Abstract: In this talk I will introduce open infinite games, and then define a natural generalization of draughts (checkers) to the infinite planar board. Infinite draughts is an open game, giving rise to the game value phenomenon and expressing it fully—the omega one of draughts is at least true $\omega_1$ and every possible defensive strategy of the losing player can be implemented.

Abstract: I shall give a general introduction to the subject and theory of infinite games, drawing upon diverse examples of infinitary games, but including also infinite chess, infinite Hex, infinite draughts, and others.

2 November 2023 11:00 am ET

Complexity of the winning condition of infinite Hex

Abstract: Hex is a two-player game where the goal is to form a contiguous path of tokens from one side of a finite rectangular board to the opposite side. It is a famous classical result that Hex admits no draws: a completely filled board is a win for exactly one player. Infinite Hex is a variant introduced recently by Hamkins and Leonessi. It is played on the infinite two-dimensional grid $\mathbb{Z}^2$, and a player wins by forming a certain kind of two-way infinite contiguous path. Hamkins and Leonessi left open the complexity of the winning condition, in particular whether it is Borel. We present a proof that it is in fact arithmetic.

16 NOvember 2023 11:00 am ET

A finite position in infinite chess with game value $\omega^2+k$

Andreas Tsevas, Physics, Ludwig Maximalians Universität München

Abstract: I present a position in infinite chess with finitely many pieces and a game value of $\omega^2+k$ for $k\in\mathbb N$, thereby improving the previously known best result in the finite case of $\omega\cdot n$ for arbitrary $n \in\mathbb N$. This is achieved by exercising control over the movement of a white queen along two rows on the chessboard via precise tempo manipulation and utilization of the uniquely crucial ability of the queen to interlace horizontal threats with diagonal moves.

7 December 2023 11:00 am ET

All Countable Ordinals Arise as Game Values in Infinite Chess

Abstract: For every countable ordinal $\alpha$, we show that there exists a position in infinite chess with infinitely many pieces having game value $\alpha$.

We had a sweeping discussion touching upon many issues in the philosophy of mathematics, including the nature of mathematical truth, mathematical abstraction, the nature of mathematical existence, the meaning and role of proof in mathematics, the completeness theorem, the incompleteness phenomenon, infinity, and a discussion about the motivations that one might have for studying mathematics.

Abstract: Let us explore the nature of strategic reasoning in infinite games, focusing on the cases of infinite Wordle and infinite Mastermind. The familiar game of Wordle extends naturally to longer words or even infinite words in an idealized language, and Mastermind similarly has natural infinitary analogues. What is the nature of play in these infinite games?

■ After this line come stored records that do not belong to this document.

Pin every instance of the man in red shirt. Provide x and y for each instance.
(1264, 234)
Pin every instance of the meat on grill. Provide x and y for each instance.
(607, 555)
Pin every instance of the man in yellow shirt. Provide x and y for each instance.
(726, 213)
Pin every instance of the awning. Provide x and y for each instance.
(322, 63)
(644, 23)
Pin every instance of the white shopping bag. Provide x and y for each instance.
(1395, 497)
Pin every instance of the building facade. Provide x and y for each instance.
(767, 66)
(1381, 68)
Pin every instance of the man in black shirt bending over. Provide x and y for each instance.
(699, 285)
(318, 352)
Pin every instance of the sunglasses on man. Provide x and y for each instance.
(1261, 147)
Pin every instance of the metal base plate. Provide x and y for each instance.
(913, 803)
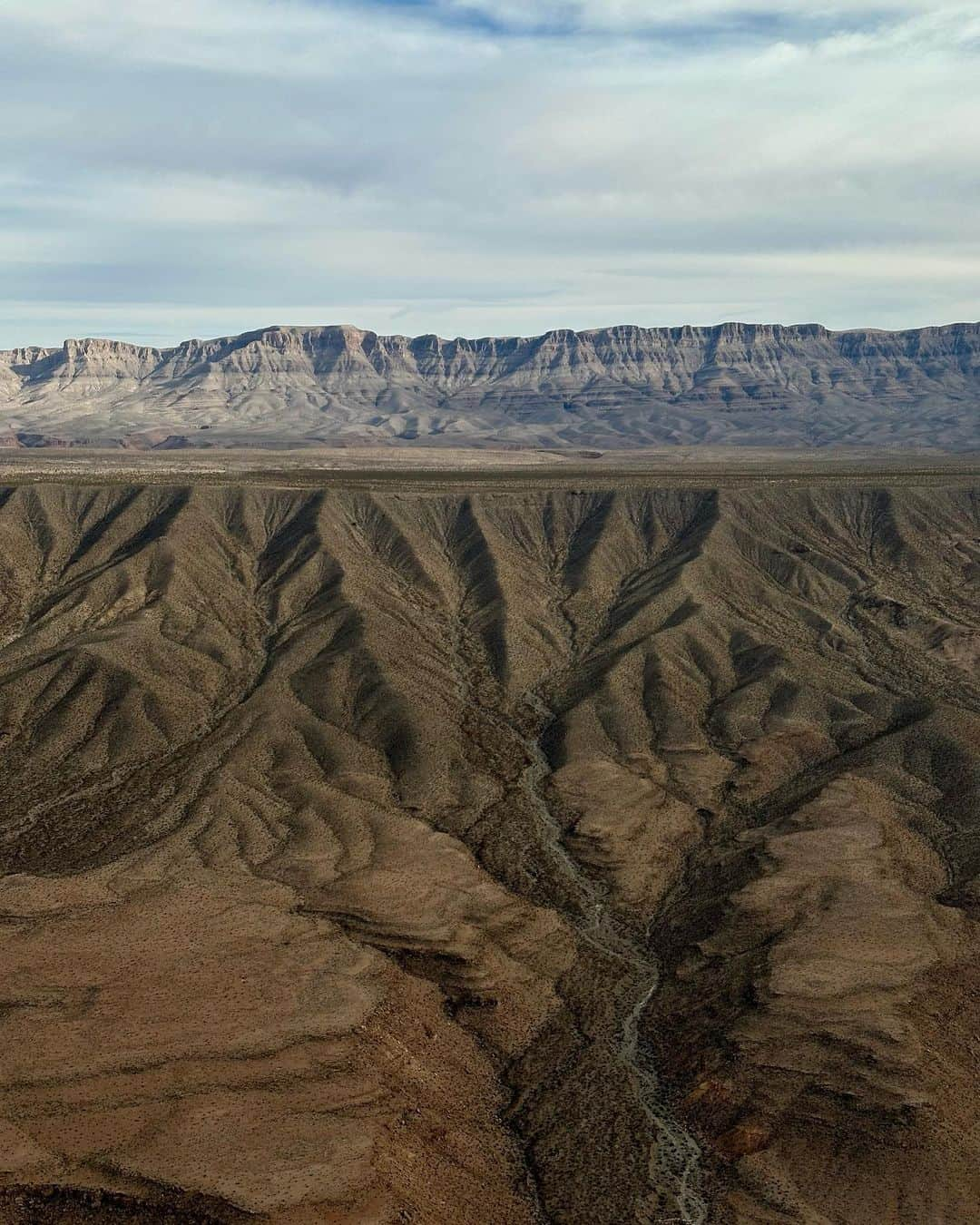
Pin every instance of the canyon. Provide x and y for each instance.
(532, 849)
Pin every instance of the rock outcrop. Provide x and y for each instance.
(742, 384)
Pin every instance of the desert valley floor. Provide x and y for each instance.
(454, 848)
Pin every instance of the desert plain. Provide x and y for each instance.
(489, 839)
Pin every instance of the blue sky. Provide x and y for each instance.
(469, 168)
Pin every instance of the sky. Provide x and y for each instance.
(205, 167)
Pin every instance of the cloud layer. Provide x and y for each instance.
(473, 167)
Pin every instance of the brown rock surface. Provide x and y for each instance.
(735, 384)
(396, 854)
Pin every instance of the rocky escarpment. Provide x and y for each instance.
(612, 387)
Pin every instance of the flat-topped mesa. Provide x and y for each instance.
(731, 384)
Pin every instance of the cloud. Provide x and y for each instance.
(469, 167)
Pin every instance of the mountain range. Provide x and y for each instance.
(734, 384)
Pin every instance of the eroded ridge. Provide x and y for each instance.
(512, 855)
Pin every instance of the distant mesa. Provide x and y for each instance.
(737, 384)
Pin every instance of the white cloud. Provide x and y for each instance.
(413, 165)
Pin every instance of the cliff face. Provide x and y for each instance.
(620, 386)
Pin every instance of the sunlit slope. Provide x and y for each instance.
(737, 384)
(518, 857)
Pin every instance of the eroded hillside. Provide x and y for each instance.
(737, 384)
(512, 857)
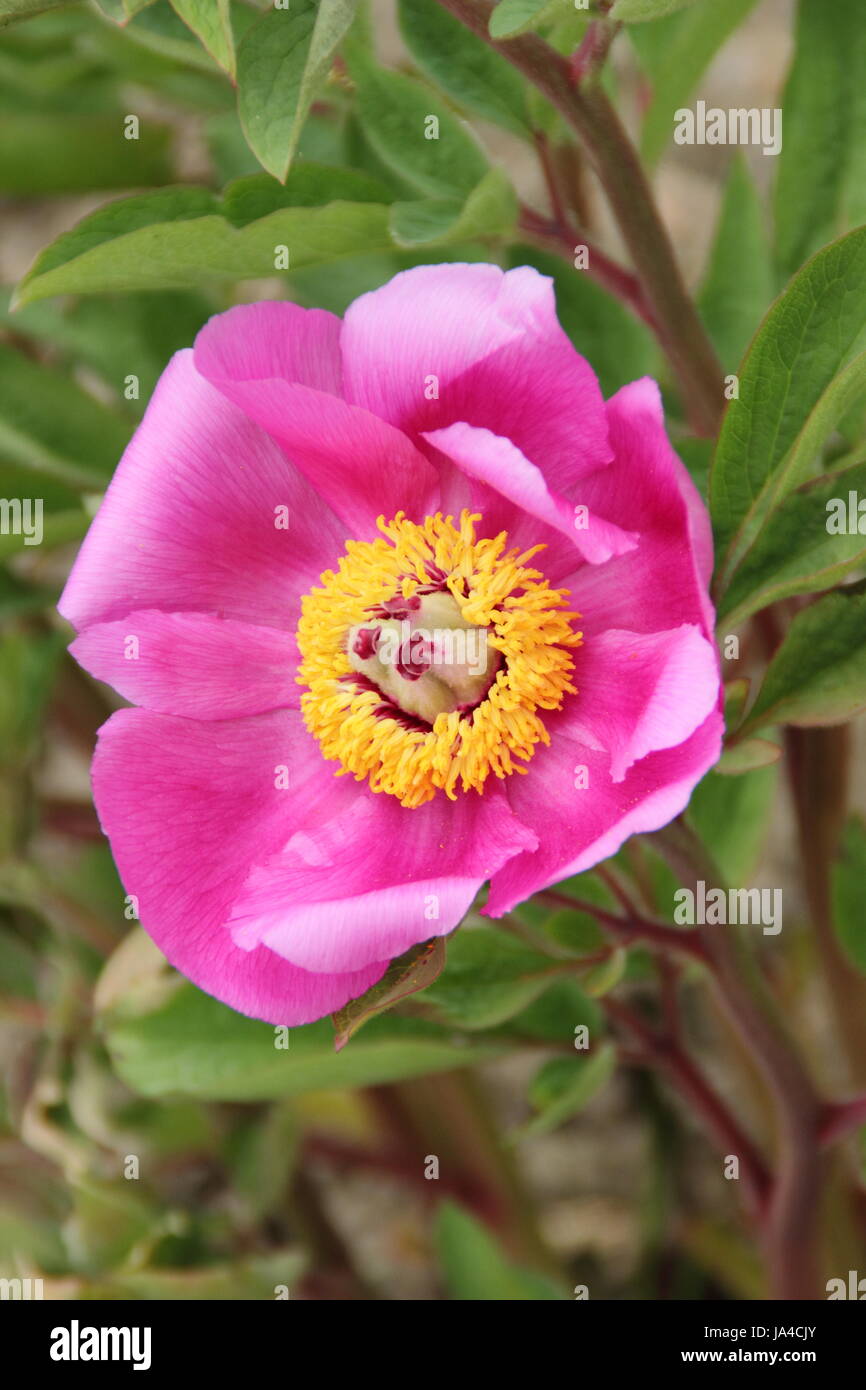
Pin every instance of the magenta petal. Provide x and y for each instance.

Can the codebreaker play so as to win always at a finite stage of play? The analysis emerges gradually, and in the talk I shall begin slowly with some easy elementary observations. By the end, however, we shall engage with sophisticated ideas in descriptive set theory, a kind of infinitary information theory. Some assertions about the minimal size of winning sets of guesses, for example, turn out to be independent of the Zermelo-Fraenkel ZFC axioms of set theory. Some questions remain open.